Yes, it's Patti's Neil. And that little girl who almost drowned—that's Patti. Remember what Virgil said: spirals and helixes. "You shoulda let that fat c–t drown," says Neil.

Kevin strangles Neil like the good international assassin that he is, and then knocks on the little girl's door. "Hi, Kevin," she says sweetly. "Do you now where we're going?"

"I think so," he says.

NEXT: Down the rabbit hole

Virgil's final act of atonement is pointing the odd couple toward a well, the Orphan's Well in Jarden. That's the well that Chief urged Kevin to find, and perhaps it's also the foundation of Jarden's miracle. According to tribal legend, it's a conduit between the living world and the spirit world.

This little girl, though, is a most powerful adversary, at least in the sense of what it will cost Kevin spiritually to throw her down a well. When they arrive in Miracle, the bridge is barricaded with flaming garbage cans. A man with a machete pulls Kevin from the car and tightens a noose around his neck. You have a choice, the man says: cross or jump. In other words: Kill Patti, or kill yourself.

Patti has lectured long and hard that Kevin has a death wish, and he's constantly protested that he doesn't want to die, though he hasn't always been convincing. But here he is, faced with that choice: to kill himself or to push a little girl down a well. "How far is the well?" he says, making his decision.

The guardian of the bridge whispers something to Kevin, and when Patti asks what he said, Kevin—who's been nothing but truthful in this world—says it had nothing to do with her. He carries her the last mile and when they reach the well near the Jarden swimming hole, there's only the hint of sunlight.

When The Leftovers is over, after two or eight seasons, this will be my favorite scene, the one that "sticks to me" like Patti stuck to Kevin. Little Patti jumps right up and sits on the ledge, practically daring Kevin. "Do you want to drop me in or do you want to push me in?" she asks, as Kevin hesitates. "Pushing me's probably easier. … Would it help if I say I deserve it?"

"International Assassin" is Theroux's Emmy episode, and this is his Emmy scene. There are 100 emotional decisions he makes in this quick scene, and every one is correct. Just as the sweet little girl is about to say something else, he shoves her over. Just like that.

And the music stops.

A hawk shrieks.

And then… "Help… please… Kevin."

Why! Won't! She! Die!

He can't resist, and he climbs in the well. At the bottom is adult Patti, bloodied from the fall and clearly injured. Kevin falls and is injured as well. With no place else to go, she tells him her Jeopardy story and her plan to win $50,000 so she could leave her husband. She went on to win more than $65,000—despite the effectively intimidating silence of her rival—but still, she couldn't bring herself to leave her husband and start over. She was scared. Scared of the unknown, just like she is now.

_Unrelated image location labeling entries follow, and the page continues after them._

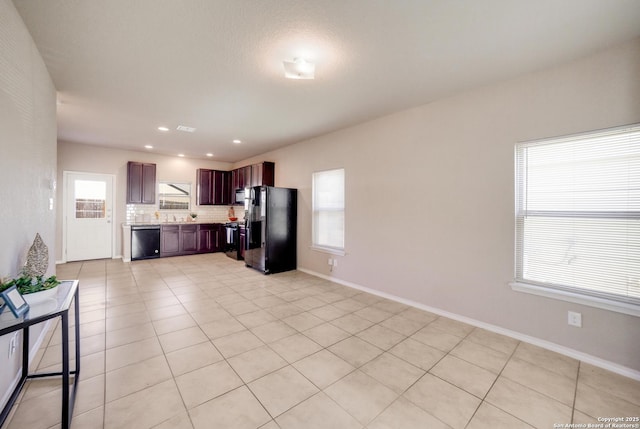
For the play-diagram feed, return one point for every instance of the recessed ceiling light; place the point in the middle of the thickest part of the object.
(299, 69)
(185, 129)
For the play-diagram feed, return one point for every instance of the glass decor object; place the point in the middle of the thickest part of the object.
(37, 258)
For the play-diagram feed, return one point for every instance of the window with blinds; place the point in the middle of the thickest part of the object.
(578, 214)
(328, 210)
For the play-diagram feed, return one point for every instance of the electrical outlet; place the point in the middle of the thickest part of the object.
(575, 319)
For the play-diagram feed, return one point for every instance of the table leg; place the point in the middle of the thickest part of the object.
(65, 370)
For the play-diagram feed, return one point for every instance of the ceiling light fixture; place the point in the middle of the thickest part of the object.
(299, 69)
(185, 129)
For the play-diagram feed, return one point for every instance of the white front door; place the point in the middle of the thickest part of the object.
(88, 226)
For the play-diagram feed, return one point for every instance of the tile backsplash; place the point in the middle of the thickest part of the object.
(145, 213)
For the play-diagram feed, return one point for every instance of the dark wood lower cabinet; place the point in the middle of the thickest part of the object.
(185, 239)
(243, 240)
(188, 239)
(169, 240)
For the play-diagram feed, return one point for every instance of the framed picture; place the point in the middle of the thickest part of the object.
(14, 301)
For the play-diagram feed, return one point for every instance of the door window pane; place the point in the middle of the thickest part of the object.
(90, 199)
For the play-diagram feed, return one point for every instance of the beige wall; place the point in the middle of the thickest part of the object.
(429, 198)
(27, 159)
(92, 159)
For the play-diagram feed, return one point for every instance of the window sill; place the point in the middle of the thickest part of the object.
(332, 251)
(605, 304)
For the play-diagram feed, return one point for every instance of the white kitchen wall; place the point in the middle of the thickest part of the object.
(430, 198)
(94, 159)
(27, 161)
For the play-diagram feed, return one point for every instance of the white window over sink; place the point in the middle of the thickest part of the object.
(328, 210)
(578, 218)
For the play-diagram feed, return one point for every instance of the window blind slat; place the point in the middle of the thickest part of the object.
(578, 213)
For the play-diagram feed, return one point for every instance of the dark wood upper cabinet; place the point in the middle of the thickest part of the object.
(141, 183)
(204, 187)
(213, 187)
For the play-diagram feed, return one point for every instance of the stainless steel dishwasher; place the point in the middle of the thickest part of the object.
(145, 242)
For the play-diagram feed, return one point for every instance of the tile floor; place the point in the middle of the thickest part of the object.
(203, 342)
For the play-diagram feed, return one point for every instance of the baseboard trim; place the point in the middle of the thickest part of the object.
(572, 353)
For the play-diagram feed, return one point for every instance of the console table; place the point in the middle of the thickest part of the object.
(55, 307)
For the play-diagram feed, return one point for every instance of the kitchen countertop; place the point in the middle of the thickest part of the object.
(239, 222)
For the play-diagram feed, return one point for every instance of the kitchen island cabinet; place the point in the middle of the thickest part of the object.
(210, 238)
(187, 239)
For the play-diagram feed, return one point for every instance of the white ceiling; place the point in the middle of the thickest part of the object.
(124, 67)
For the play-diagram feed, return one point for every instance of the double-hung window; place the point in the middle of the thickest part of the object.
(578, 218)
(328, 210)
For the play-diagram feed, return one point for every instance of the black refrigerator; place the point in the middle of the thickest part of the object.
(271, 228)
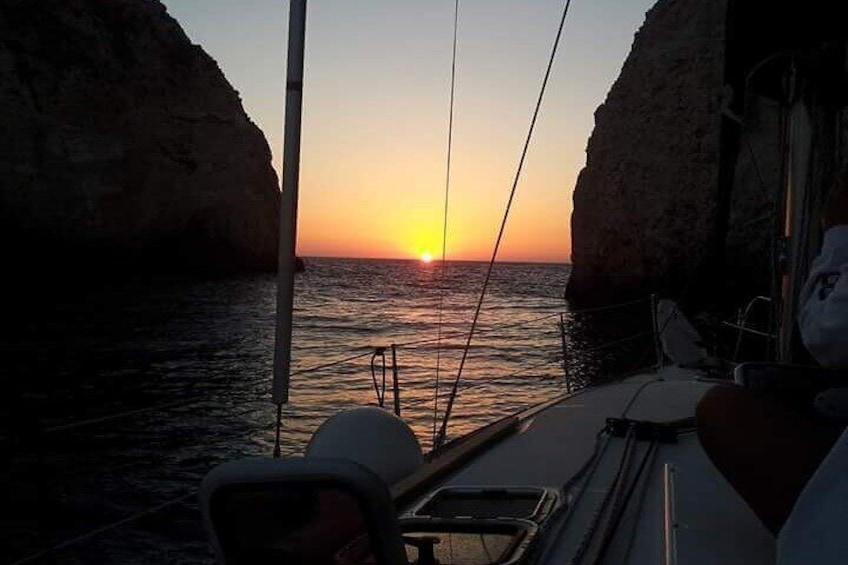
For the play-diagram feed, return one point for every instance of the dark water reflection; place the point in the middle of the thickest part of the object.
(187, 364)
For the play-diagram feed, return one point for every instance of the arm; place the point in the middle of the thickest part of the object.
(823, 319)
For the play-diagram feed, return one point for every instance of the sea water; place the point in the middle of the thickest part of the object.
(125, 394)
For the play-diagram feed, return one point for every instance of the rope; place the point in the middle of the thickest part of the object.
(609, 306)
(381, 393)
(609, 344)
(119, 415)
(445, 216)
(333, 363)
(96, 532)
(470, 386)
(454, 389)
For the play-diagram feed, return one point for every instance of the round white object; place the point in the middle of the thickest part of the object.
(372, 437)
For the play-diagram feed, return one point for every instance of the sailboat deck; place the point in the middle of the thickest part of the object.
(682, 510)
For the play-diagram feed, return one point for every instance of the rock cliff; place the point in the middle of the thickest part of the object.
(645, 205)
(123, 145)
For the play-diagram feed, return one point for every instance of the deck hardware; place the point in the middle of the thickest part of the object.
(663, 432)
(669, 516)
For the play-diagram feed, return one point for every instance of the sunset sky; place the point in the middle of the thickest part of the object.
(376, 100)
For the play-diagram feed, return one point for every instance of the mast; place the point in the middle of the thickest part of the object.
(288, 203)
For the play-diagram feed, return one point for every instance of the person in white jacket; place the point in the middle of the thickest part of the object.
(823, 320)
(814, 531)
(770, 451)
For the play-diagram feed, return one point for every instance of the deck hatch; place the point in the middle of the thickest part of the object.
(485, 503)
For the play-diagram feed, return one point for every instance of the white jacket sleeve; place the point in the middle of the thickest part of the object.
(823, 319)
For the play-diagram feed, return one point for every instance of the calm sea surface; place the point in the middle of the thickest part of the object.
(122, 397)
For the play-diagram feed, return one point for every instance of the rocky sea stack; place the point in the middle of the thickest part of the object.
(687, 170)
(123, 146)
(645, 204)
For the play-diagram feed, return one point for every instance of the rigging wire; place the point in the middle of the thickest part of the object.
(443, 429)
(444, 262)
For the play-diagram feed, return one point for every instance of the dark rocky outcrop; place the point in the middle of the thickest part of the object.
(645, 204)
(123, 146)
(683, 189)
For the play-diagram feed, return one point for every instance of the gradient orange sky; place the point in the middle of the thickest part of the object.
(376, 99)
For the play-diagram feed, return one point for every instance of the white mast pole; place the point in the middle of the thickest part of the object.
(288, 202)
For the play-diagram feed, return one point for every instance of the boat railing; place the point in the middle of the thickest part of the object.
(742, 327)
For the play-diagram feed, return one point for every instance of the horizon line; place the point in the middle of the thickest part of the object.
(439, 260)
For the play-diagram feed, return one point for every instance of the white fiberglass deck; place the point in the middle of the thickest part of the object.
(711, 523)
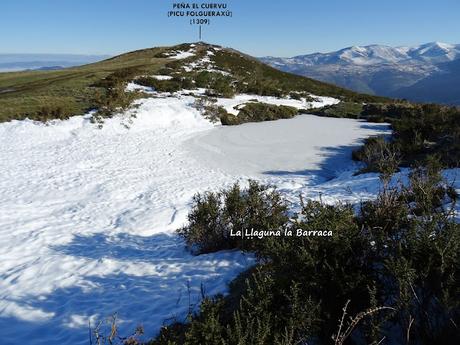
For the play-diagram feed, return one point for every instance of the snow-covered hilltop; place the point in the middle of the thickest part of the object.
(88, 211)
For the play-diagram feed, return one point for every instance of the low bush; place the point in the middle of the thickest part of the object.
(379, 155)
(390, 271)
(342, 109)
(215, 216)
(258, 111)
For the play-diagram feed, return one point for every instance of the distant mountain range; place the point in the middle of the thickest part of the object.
(426, 73)
(20, 62)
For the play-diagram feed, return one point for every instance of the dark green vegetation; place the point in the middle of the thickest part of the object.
(418, 130)
(257, 112)
(394, 266)
(44, 95)
(70, 91)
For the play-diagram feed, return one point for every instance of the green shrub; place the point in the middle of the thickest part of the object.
(342, 109)
(394, 264)
(214, 216)
(258, 111)
(379, 155)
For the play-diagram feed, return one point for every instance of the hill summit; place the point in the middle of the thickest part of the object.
(223, 72)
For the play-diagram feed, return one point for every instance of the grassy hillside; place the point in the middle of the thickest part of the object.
(29, 93)
(43, 95)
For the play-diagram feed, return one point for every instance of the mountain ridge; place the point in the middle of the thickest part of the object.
(377, 69)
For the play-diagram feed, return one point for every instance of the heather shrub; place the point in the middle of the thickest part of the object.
(387, 271)
(216, 215)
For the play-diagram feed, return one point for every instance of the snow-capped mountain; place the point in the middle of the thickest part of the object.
(377, 69)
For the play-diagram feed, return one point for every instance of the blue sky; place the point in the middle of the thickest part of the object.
(280, 28)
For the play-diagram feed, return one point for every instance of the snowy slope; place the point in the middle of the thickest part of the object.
(377, 69)
(87, 215)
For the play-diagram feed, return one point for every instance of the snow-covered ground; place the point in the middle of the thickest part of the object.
(87, 215)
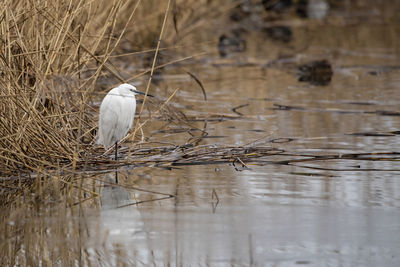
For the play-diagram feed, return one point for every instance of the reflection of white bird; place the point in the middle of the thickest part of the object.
(117, 112)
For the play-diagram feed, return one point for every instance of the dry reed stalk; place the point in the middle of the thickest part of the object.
(51, 55)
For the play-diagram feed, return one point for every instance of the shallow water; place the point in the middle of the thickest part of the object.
(336, 212)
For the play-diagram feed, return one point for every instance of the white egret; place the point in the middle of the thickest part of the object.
(117, 112)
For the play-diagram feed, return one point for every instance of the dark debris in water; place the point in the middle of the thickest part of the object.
(232, 42)
(317, 72)
(279, 33)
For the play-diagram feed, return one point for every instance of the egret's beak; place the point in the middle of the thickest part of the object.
(141, 93)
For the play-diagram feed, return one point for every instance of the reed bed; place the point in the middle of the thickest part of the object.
(53, 55)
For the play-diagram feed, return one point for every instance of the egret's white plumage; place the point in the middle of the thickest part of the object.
(117, 112)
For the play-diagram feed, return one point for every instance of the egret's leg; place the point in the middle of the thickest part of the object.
(116, 159)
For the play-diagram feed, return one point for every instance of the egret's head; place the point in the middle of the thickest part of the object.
(126, 88)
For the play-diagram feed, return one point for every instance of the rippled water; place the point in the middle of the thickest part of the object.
(337, 212)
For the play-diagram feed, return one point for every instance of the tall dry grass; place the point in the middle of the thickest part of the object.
(52, 54)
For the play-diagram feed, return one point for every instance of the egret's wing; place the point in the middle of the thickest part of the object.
(108, 120)
(116, 117)
(127, 114)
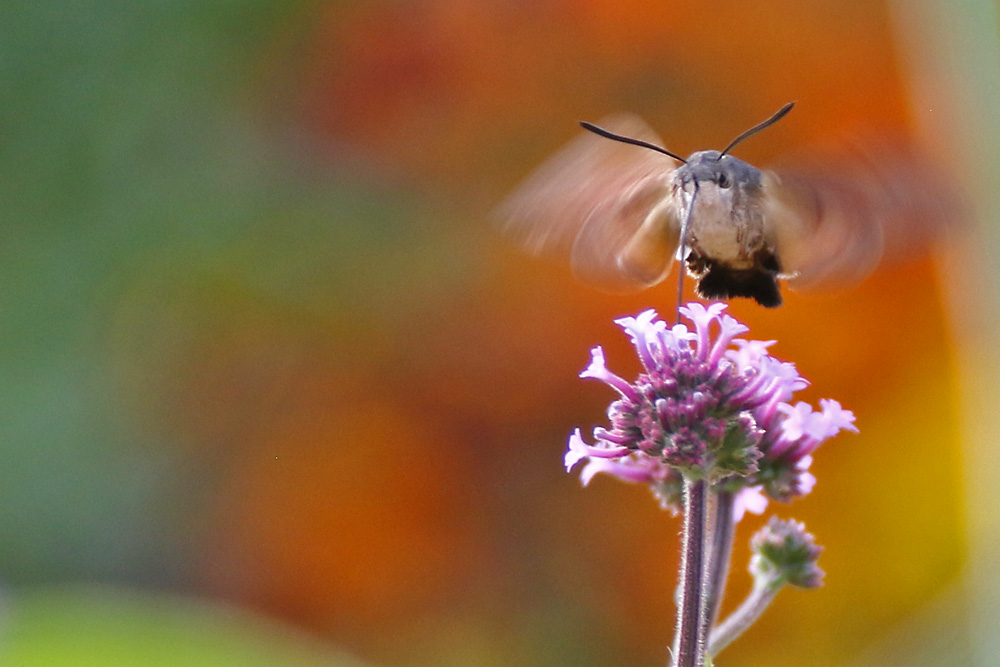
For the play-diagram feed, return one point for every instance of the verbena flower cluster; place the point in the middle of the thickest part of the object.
(708, 405)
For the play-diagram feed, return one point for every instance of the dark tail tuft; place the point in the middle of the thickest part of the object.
(721, 282)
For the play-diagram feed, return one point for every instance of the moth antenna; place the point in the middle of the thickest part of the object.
(682, 250)
(757, 128)
(628, 140)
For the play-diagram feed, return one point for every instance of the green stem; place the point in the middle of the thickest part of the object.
(741, 619)
(691, 610)
(721, 554)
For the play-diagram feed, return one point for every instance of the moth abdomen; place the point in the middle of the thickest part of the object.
(723, 282)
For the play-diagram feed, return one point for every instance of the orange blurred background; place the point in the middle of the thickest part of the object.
(263, 347)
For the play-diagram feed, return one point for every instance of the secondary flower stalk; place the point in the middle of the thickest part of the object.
(709, 413)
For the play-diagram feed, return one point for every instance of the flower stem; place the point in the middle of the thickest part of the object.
(691, 610)
(722, 548)
(741, 619)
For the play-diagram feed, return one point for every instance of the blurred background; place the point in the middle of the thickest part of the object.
(275, 392)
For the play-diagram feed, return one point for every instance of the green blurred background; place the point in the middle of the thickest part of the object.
(271, 380)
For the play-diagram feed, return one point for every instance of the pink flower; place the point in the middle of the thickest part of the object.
(707, 404)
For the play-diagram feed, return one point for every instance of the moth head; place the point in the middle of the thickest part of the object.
(723, 171)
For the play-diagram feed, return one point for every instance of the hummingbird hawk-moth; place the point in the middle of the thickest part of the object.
(623, 208)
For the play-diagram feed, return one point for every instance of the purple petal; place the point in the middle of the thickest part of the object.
(599, 371)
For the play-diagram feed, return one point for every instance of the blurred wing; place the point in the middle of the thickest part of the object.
(601, 204)
(833, 220)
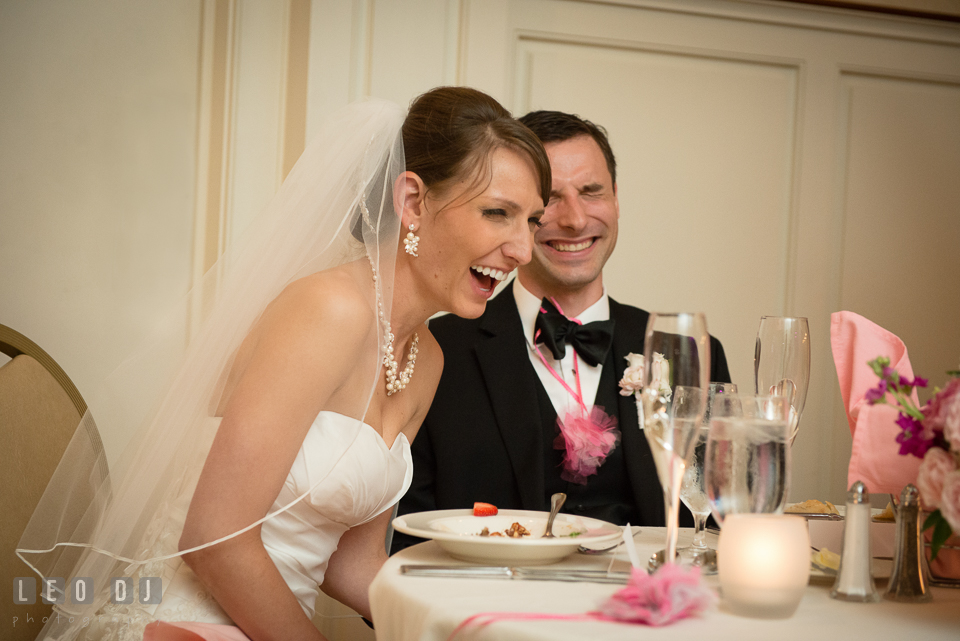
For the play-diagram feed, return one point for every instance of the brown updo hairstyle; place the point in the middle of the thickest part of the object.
(450, 132)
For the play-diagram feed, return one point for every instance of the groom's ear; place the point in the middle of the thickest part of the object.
(408, 194)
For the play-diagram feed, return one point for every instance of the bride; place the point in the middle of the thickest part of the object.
(266, 469)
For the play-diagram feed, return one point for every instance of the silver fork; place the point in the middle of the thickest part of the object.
(592, 551)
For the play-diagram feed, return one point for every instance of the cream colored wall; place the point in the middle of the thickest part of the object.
(98, 120)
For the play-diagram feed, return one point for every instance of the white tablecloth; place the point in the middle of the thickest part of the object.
(408, 608)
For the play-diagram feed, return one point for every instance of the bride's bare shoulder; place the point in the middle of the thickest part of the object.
(334, 300)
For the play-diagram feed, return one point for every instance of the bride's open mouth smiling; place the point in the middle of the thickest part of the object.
(487, 277)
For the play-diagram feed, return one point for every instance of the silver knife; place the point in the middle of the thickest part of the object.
(518, 573)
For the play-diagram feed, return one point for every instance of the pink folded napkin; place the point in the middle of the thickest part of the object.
(875, 459)
(192, 631)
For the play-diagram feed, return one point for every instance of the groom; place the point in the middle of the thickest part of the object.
(492, 432)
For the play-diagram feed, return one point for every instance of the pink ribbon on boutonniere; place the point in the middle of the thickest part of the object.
(586, 436)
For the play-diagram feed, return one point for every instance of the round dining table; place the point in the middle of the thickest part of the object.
(408, 608)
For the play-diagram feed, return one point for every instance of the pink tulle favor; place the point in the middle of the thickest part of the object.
(587, 441)
(667, 596)
(670, 594)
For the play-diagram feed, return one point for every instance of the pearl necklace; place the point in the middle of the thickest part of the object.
(394, 383)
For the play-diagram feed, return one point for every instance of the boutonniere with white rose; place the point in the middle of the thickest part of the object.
(632, 381)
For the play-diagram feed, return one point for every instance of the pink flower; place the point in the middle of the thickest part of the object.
(937, 464)
(943, 413)
(950, 500)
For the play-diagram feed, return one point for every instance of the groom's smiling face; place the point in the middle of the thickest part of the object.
(579, 227)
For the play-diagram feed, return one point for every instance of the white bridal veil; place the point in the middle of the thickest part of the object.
(335, 206)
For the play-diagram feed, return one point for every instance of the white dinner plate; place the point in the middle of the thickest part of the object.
(457, 532)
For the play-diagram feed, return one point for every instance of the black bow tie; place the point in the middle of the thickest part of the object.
(591, 341)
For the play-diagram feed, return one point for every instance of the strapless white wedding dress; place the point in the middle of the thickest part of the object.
(366, 477)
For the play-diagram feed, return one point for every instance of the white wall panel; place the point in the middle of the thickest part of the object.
(98, 125)
(901, 213)
(727, 118)
(705, 151)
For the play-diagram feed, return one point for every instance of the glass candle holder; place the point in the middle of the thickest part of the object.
(764, 564)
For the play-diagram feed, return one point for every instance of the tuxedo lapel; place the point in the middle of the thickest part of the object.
(511, 385)
(631, 325)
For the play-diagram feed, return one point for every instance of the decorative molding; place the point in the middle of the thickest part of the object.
(293, 124)
(933, 9)
(361, 49)
(219, 23)
(454, 41)
(810, 16)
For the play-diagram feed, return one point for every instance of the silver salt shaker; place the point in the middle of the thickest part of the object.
(854, 580)
(910, 580)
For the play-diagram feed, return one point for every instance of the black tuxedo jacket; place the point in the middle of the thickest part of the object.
(482, 438)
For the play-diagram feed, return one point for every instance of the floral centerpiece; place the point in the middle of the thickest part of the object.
(932, 433)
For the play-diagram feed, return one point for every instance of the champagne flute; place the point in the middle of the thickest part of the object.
(781, 363)
(693, 490)
(676, 375)
(747, 461)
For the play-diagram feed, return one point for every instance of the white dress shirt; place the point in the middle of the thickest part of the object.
(529, 307)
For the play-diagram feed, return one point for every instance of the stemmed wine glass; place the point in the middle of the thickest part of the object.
(676, 374)
(693, 490)
(747, 461)
(781, 364)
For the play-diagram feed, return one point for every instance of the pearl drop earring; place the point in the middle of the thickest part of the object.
(411, 242)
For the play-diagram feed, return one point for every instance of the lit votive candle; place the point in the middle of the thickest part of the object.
(763, 562)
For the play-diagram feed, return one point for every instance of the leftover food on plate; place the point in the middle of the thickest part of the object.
(515, 531)
(484, 509)
(826, 559)
(813, 506)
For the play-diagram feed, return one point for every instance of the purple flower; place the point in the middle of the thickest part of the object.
(909, 423)
(916, 382)
(875, 394)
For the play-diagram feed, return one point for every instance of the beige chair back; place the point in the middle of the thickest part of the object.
(40, 409)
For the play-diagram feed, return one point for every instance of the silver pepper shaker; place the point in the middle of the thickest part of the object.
(854, 580)
(910, 580)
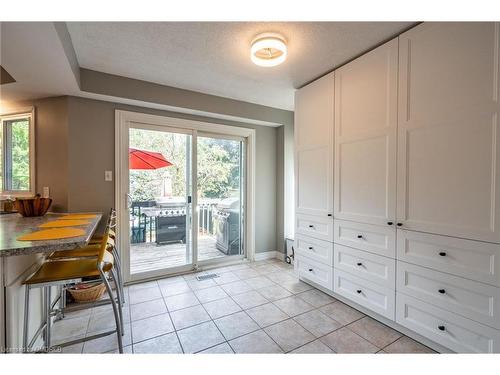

Kevin consoles her, and then pushes her under the water until she stops struggling.

The earth shakes, and the well crumbles on top of Kevin. What was it that Sen. Levin told him during their meet-and-greet? "Our cave collapsed, Kevin. Now we can spend all our time digging through the rubble, looking for signs of life. Or… we can transform."

Is Kevin transformed? He digs himself out of a shallow grave and finds himself staring up at a surprised Michael Murphy, who presumably had buried Kevin as if he were a wounded bird, per Virgil's instruction.

Kevin has made it out alive. But did Patti survive as well?

Either way, "International Assassin" has ripped open a hole in The Leftovers. A pathway, might be a better word. It put its cards on the table and made a dozen decisions about the type of story that is being told. Kevin will be forever changed. As will the way we look at his world.